Prominent Bay Street economist David Rosenberg said if the Bank of Canada is serious about tamping down runaway inflation through higher interest rates, the central bank will “kill the economy” at the same time.

“You got to understand if they're going to crush the inflation we're seeing, considering where the sources are, they're going to have to kill the economy,” said Rosenberg, president, chief economist and strategist at Rosenberg Research, in an interview Wednesday.

He argued most of the inflation that has emerged during the pandemic has stemmed from supply-side issues such as global supply chain disruptions, which is much harder to rectify with monetary policy compared to tackling inflation caused primarily by household consumption.

“If the central banks think that this is really demand-led inflation, which didn't come out of nowhere, it came out of the pandemic. And you could argue that, yes, the Russian invasion of Ukraine is going to aggravate the bottlenecks - you see what's happening in commodity markets. So what exactly is the Bank of Canada or the [U.S. Federal Reserve] going to do about the price of oil [or] the price of wheat?” he said.

“Of course, they're concerned about inflation expectations. But there's no getting out of jail free card here. This global supply curve of everything has become totally inelastic, which means that even small increases in demand can create the outsized inflation that we've seen.”

On Wednesday, the Bank of Canada hiked its overnight lending rate by 25 basis points to 0.50 per cent and signalled more rate hikes are on the horizon. It marked the first rate hike since 2018.

While the bank flagged the Russia-Ukraine conflict as a “major new source of uncertainty" in its statement, it cited recent strength in the Canadian economy, surging inflation and resilient household spending as reasons to hike rates.

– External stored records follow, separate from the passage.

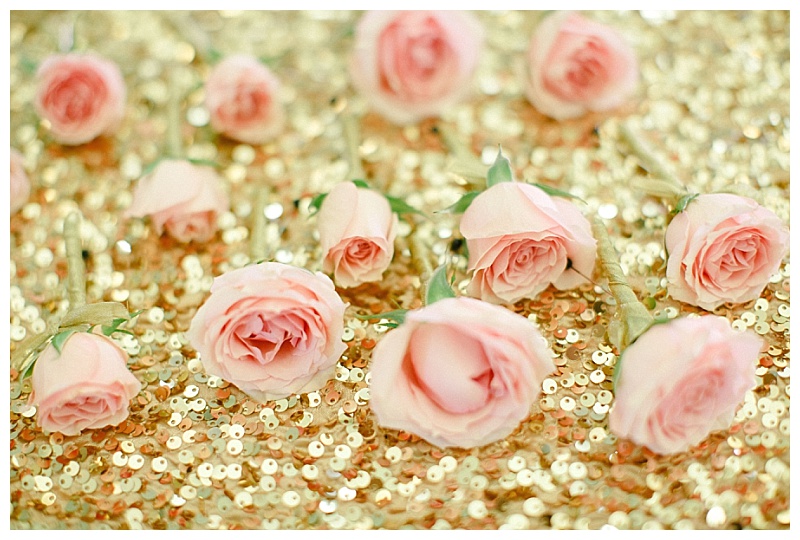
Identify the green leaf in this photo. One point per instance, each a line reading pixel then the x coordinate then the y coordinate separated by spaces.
pixel 438 287
pixel 399 206
pixel 61 338
pixel 684 201
pixel 398 315
pixel 555 192
pixel 500 171
pixel 461 205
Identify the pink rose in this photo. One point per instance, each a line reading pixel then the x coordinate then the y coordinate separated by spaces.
pixel 87 386
pixel 181 197
pixel 242 98
pixel 682 380
pixel 81 96
pixel 270 329
pixel 723 248
pixel 520 240
pixel 411 65
pixel 356 231
pixel 20 184
pixel 458 372
pixel 576 65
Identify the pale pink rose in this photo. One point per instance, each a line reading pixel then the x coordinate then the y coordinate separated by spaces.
pixel 20 184
pixel 682 380
pixel 458 372
pixel 270 329
pixel 576 65
pixel 82 96
pixel 242 97
pixel 87 386
pixel 723 248
pixel 520 240
pixel 357 229
pixel 181 197
pixel 411 65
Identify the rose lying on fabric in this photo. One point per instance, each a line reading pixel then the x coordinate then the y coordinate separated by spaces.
pixel 458 372
pixel 242 99
pixel 520 240
pixel 20 184
pixel 357 229
pixel 682 380
pixel 576 65
pixel 270 329
pixel 410 65
pixel 81 96
pixel 723 248
pixel 181 197
pixel 87 386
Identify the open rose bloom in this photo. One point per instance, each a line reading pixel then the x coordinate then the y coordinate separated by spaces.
pixel 577 66
pixel 242 99
pixel 82 96
pixel 19 182
pixel 87 386
pixel 410 65
pixel 270 329
pixel 458 372
pixel 520 240
pixel 182 198
pixel 723 248
pixel 357 229
pixel 682 380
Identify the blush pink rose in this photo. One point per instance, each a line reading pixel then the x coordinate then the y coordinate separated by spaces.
pixel 270 329
pixel 182 198
pixel 82 96
pixel 20 184
pixel 576 66
pixel 411 65
pixel 520 240
pixel 87 386
pixel 723 248
pixel 682 380
pixel 357 229
pixel 242 99
pixel 458 372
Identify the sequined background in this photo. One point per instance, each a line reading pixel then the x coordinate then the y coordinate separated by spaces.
pixel 197 453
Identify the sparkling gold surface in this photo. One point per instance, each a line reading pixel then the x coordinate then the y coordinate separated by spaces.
pixel 197 453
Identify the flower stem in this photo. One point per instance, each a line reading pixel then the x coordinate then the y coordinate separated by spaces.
pixel 174 147
pixel 667 184
pixel 258 238
pixel 634 317
pixel 352 134
pixel 76 272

Added Rosenberg: “They came and said that the economy is already operating at full capacity. There is no more spare capacity. They are very bullish on the economy.”

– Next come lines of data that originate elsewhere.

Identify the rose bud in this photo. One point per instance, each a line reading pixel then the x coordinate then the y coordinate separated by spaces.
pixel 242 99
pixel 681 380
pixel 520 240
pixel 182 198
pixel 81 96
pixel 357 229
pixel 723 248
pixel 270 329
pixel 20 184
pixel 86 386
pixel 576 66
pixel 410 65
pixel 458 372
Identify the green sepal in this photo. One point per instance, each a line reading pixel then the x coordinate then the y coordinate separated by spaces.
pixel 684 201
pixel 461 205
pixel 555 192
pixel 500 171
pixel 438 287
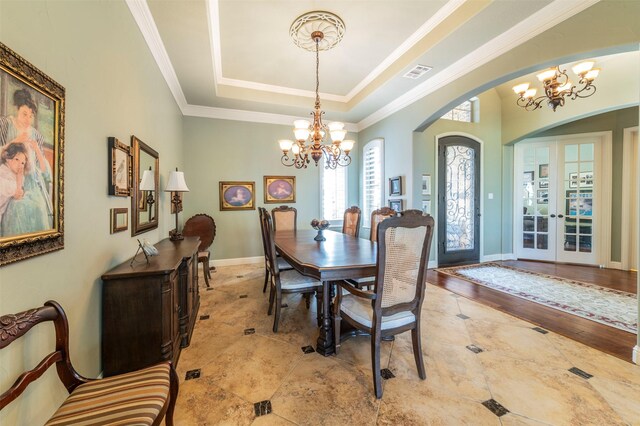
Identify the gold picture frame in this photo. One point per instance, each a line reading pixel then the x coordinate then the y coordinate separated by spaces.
pixel 236 195
pixel 279 189
pixel 23 87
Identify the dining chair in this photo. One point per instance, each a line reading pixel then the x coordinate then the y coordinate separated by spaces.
pixel 377 216
pixel 286 282
pixel 283 265
pixel 203 226
pixel 351 221
pixel 284 218
pixel 394 305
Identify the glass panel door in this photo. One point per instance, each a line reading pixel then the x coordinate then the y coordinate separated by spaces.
pixel 458 202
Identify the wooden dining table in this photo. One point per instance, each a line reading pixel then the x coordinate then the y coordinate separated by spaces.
pixel 339 257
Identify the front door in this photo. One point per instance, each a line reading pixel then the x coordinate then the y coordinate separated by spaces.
pixel 458 200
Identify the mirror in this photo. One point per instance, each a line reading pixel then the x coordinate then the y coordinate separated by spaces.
pixel 144 202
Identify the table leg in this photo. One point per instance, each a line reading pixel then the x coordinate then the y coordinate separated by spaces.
pixel 325 339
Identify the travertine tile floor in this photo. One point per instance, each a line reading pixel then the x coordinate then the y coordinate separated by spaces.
pixel 525 371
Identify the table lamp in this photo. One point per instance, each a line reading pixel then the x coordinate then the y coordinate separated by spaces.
pixel 176 184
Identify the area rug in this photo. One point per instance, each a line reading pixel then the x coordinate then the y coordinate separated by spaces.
pixel 604 305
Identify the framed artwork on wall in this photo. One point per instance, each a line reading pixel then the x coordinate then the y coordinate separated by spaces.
pixel 396 205
pixel 395 185
pixel 120 168
pixel 119 220
pixel 279 189
pixel 237 195
pixel 32 111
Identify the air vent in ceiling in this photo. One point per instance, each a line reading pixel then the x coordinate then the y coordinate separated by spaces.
pixel 417 71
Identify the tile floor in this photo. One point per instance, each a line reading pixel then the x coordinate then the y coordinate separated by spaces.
pixel 519 376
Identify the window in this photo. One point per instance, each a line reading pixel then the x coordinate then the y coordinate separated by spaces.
pixel 465 112
pixel 372 177
pixel 333 194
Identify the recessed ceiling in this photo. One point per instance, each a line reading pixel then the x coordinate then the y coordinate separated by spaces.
pixel 225 58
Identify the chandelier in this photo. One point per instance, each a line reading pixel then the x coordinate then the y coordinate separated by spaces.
pixel 315 31
pixel 558 87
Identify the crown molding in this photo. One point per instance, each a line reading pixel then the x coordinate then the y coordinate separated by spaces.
pixel 142 15
pixel 250 116
pixel 551 15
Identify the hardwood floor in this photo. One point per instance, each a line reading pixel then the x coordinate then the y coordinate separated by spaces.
pixel 599 336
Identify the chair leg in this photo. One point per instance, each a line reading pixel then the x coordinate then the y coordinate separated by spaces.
pixel 266 279
pixel 375 362
pixel 417 350
pixel 276 317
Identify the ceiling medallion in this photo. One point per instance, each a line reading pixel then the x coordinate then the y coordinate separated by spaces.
pixel 331 26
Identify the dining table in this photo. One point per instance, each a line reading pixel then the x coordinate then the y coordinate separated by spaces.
pixel 338 257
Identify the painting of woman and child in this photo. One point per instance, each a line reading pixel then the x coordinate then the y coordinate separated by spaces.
pixel 28 153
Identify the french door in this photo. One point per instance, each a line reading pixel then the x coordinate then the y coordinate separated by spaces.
pixel 458 200
pixel 558 199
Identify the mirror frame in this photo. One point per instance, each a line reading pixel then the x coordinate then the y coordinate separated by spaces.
pixel 136 226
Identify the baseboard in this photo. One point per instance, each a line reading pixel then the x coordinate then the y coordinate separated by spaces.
pixel 614 265
pixel 236 261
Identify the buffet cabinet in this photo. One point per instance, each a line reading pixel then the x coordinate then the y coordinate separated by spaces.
pixel 149 309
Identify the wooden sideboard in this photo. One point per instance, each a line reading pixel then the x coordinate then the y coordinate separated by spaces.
pixel 149 310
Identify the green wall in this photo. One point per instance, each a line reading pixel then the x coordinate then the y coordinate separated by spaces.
pixel 225 150
pixel 616 122
pixel 113 88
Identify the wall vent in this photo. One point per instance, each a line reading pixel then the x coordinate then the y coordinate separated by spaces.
pixel 417 71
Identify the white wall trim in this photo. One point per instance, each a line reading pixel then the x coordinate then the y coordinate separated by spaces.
pixel 435 194
pixel 142 15
pixel 237 261
pixel 542 20
pixel 628 166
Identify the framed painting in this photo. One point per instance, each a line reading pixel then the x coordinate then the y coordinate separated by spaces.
pixel 426 184
pixel 120 168
pixel 279 189
pixel 237 195
pixel 395 185
pixel 119 220
pixel 32 109
pixel 396 205
pixel 173 205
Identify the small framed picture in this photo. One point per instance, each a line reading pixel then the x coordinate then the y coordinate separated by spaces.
pixel 543 196
pixel 396 205
pixel 543 171
pixel 237 195
pixel 426 184
pixel 119 220
pixel 279 189
pixel 395 185
pixel 426 206
pixel 121 171
pixel 173 205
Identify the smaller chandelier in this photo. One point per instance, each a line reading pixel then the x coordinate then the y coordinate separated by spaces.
pixel 558 87
pixel 317 31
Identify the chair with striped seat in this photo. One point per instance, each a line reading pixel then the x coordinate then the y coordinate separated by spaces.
pixel 140 397
pixel 286 282
pixel 394 305
pixel 283 265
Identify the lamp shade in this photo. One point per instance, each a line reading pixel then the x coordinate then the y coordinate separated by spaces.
pixel 148 182
pixel 176 182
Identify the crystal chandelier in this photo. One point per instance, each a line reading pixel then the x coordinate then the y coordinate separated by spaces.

“I was actually astounded. Maybe they can be bullish on the Canadian economy, but I can tell you that the talk about how strong U.S. demand is going to be was just perplexing, almost laughable.”

Rosenberg said recent data has showed consumer spending in the U.S., consumer confidence indicators and intentions to buy durable goods have all slowed, leading him to think U.S. demand will not be as strong as the Bank of Canada believes it will be.

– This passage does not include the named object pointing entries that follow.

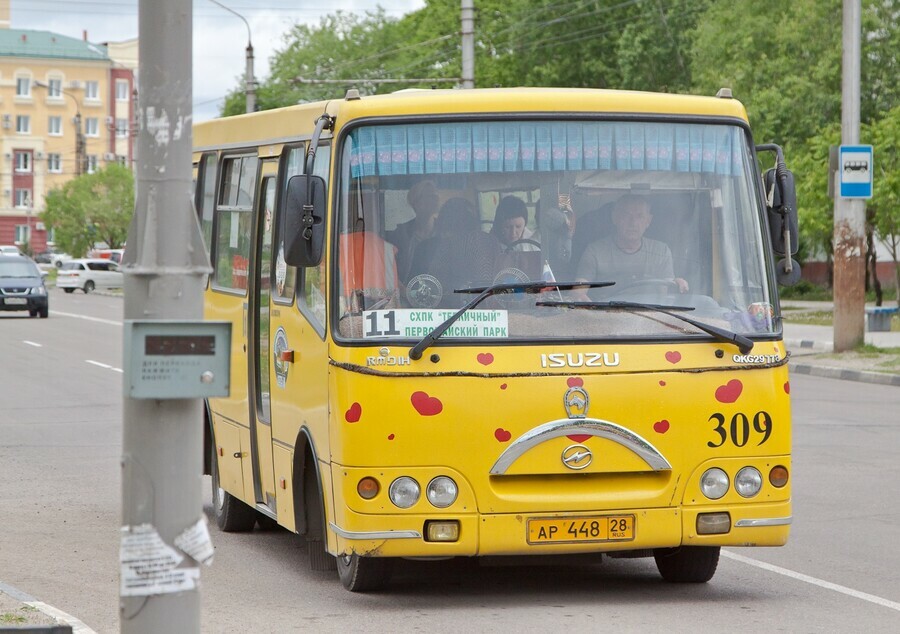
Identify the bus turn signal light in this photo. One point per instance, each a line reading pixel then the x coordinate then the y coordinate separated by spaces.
pixel 442 531
pixel 778 476
pixel 367 488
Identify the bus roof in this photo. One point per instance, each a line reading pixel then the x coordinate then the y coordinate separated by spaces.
pixel 269 125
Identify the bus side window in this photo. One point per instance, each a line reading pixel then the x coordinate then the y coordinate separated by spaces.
pixel 205 199
pixel 234 221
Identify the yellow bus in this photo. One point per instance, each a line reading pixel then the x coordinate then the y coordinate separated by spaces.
pixel 500 322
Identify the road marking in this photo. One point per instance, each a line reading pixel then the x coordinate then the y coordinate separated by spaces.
pixel 86 318
pixel 102 365
pixel 799 576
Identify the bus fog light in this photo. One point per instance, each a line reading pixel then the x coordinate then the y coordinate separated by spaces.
pixel 778 476
pixel 441 492
pixel 404 492
pixel 714 483
pixel 367 488
pixel 442 531
pixel 748 482
pixel 713 523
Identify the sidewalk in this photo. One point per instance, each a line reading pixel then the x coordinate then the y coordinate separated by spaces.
pixel 811 349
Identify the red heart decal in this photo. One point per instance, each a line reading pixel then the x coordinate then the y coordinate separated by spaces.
pixel 353 414
pixel 729 392
pixel 485 358
pixel 426 405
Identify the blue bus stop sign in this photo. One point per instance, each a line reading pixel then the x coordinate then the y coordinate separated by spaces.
pixel 855 165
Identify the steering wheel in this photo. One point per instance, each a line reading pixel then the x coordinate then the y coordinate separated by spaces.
pixel 511 246
pixel 669 287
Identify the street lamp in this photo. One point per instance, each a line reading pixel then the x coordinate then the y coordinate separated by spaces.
pixel 80 157
pixel 249 80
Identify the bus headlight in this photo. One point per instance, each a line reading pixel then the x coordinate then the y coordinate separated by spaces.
pixel 714 483
pixel 748 482
pixel 441 492
pixel 404 492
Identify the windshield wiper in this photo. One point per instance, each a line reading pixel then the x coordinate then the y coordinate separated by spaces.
pixel 484 292
pixel 744 344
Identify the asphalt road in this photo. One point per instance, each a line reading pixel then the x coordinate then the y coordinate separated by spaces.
pixel 60 445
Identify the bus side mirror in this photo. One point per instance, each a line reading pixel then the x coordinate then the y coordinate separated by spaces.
pixel 781 205
pixel 781 208
pixel 303 223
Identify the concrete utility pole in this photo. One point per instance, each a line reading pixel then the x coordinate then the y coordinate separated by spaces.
pixel 249 79
pixel 849 214
pixel 164 266
pixel 468 44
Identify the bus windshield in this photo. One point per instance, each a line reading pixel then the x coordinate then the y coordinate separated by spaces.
pixel 646 214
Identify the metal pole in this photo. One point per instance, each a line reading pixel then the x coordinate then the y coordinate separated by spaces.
pixel 165 267
pixel 468 44
pixel 849 214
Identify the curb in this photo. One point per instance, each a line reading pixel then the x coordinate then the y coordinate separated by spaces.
pixel 846 375
pixel 68 624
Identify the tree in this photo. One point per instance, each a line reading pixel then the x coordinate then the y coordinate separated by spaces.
pixel 884 135
pixel 92 208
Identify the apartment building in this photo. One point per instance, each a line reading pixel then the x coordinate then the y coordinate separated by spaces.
pixel 66 108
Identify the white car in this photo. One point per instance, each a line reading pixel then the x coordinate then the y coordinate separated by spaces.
pixel 89 274
pixel 9 249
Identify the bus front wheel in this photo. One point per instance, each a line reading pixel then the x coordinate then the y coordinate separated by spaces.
pixel 363 574
pixel 687 564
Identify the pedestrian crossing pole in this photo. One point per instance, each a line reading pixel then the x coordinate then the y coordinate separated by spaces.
pixel 165 267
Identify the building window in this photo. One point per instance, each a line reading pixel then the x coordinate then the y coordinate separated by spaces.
pixel 54 88
pixel 22 198
pixel 23 162
pixel 23 86
pixel 92 90
pixel 121 90
pixel 23 234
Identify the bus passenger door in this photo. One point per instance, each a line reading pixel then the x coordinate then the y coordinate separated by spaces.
pixel 260 335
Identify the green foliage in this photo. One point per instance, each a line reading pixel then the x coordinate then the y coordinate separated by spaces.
pixel 92 208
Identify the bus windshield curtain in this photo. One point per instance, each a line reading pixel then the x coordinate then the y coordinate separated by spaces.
pixel 517 146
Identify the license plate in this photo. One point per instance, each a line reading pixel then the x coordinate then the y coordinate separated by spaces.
pixel 579 530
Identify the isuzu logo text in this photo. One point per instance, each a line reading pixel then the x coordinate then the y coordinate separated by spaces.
pixel 579 360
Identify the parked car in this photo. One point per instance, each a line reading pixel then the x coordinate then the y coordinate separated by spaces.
pixel 89 274
pixel 22 286
pixel 52 256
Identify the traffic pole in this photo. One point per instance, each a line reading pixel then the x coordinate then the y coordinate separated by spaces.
pixel 849 214
pixel 165 266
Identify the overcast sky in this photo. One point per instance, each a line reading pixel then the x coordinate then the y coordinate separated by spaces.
pixel 220 38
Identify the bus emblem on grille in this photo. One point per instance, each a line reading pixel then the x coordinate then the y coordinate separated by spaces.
pixel 576 402
pixel 577 457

He also reiterated how the Canadian central bank - and the U.S. Federal Reserve, which is expected to kick off a rate-hiking cycle later this month - will both be raising rates at the risk of inverting the yield curve – which is a more reliable predictor of upcoming recessions than “any economist [he’s] ever met.”

Ultimately, the Bank of Canada will be guided by the economic data, Rosenberg said.

“That's why, I think, when all is said and done, you can’t ignore the economy. Even as [the bank] fights inflation, that's why I do think this is going to be a more truncated rate cycle than what's been discounted in the markets right now,” he added.